Member of Parliament, Rajya Sabha
- In office 28 August 2024 – 2 April 2026
- Preceded by: Udayanraje Bhosale
- Succeeded by: Vinod Tawde
- Constituency: Maharashtra

Member of Maharashtra Legislative Assembly
- In office 2009–2019
- Preceded by: Ravisheth Patil
- Succeeded by: Ravisheth Patil
- Constituency: Pen

Personal details
- Born: 22 March 1971 (age 55) Pen, Maharashtra, India
- Party: Bharatiya Janata Party (since 2023)
- Other political affiliations: Peasants and Workers Party of India (until 2023)
- Spouse: Nilima Patil ​(m. 1996)​
- Children: 2 daughters
- Parents: Mohan Patil (father); Vijaya Patil (mother);
- Education: Bachelor of Engineering (Civil)
- Alma mater: University of Bombay
- Profession: Agriculturist; politician;

= Dhairyashil Patil =

Indian politician (born 1971)

Dhairyashil Mohan Patil (born 22 March 1971) is an Indian politician who served as Rajya Sabha member from Maharashtra from August 2024 till April 2026. Prior to that, he previously served as member of Maharashtra Legislative Assembly for Pen constituency between 2009 and 2019.

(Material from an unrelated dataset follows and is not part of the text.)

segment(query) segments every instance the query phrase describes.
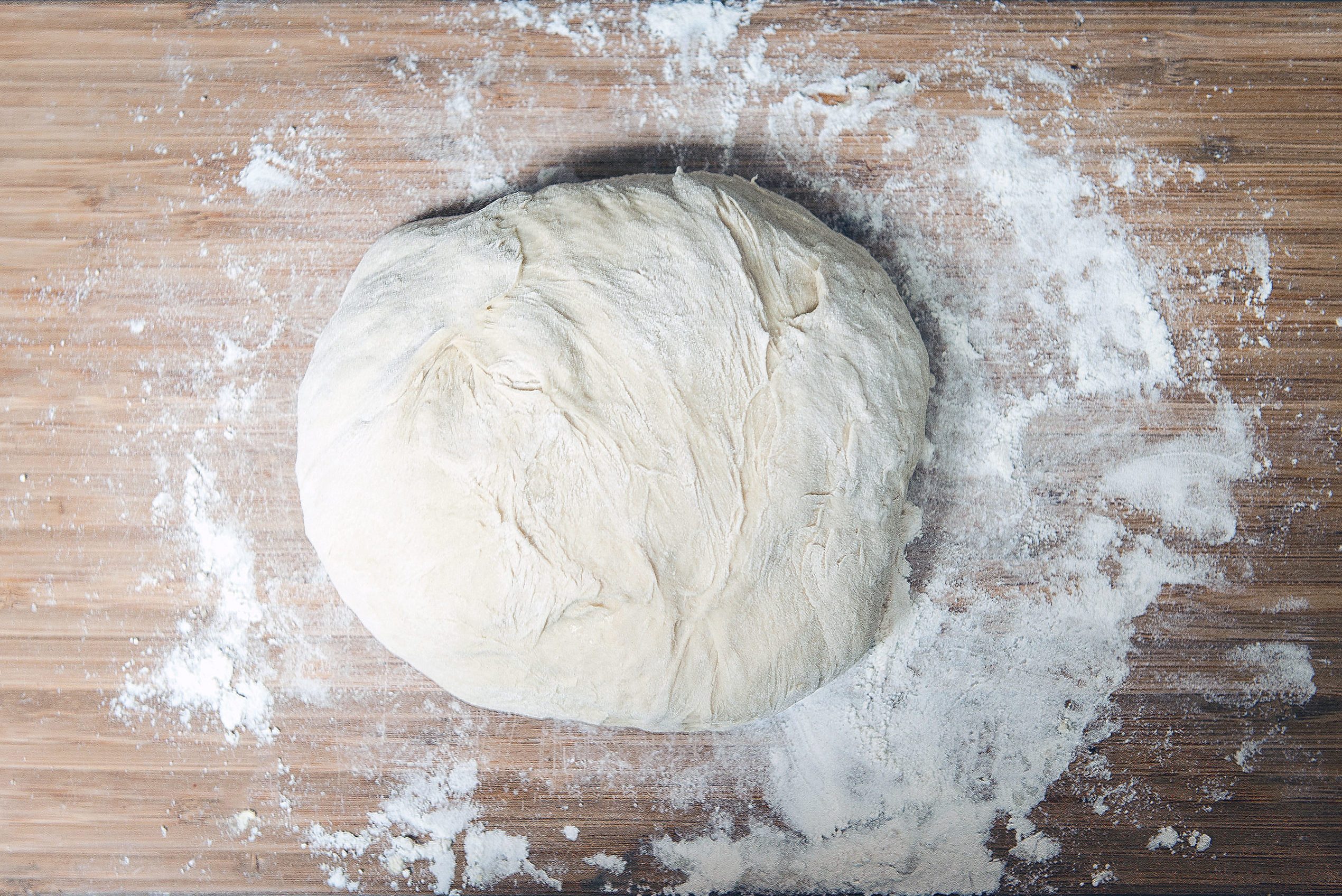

== Early life and education ==
Patil was born on 1971 in Pen, Maharashtra. His father, Mohan Mahadev Patil, was the state minister of Maharashtra, leader of Peasants and Workers Party of India and had served as MLA from Pen for 24 years until 2004.

He was a science student at a private High School in Pen, then he studied at University of Bombay. In 1991, he pursued a diploma of Civil Engineering in Bharati Vidyapeeth.

== Legislative career ==
Like his father, Patil joined Peasants and Workers Party of India and contested Pen seat in 2009 elections. He won by margin of 7,616 votes. He was re-elected in 2014.

Patil later lost the seat in 2019 elections to his rival Ravisheth Patil by a margin of 24,085 votes, after later switching from Congress to Bharatiya Janata Party. He joined Bharatiya Janata Party in December 2023. He was elected unopposed to Rajya Sabha in a by-election in August 2024.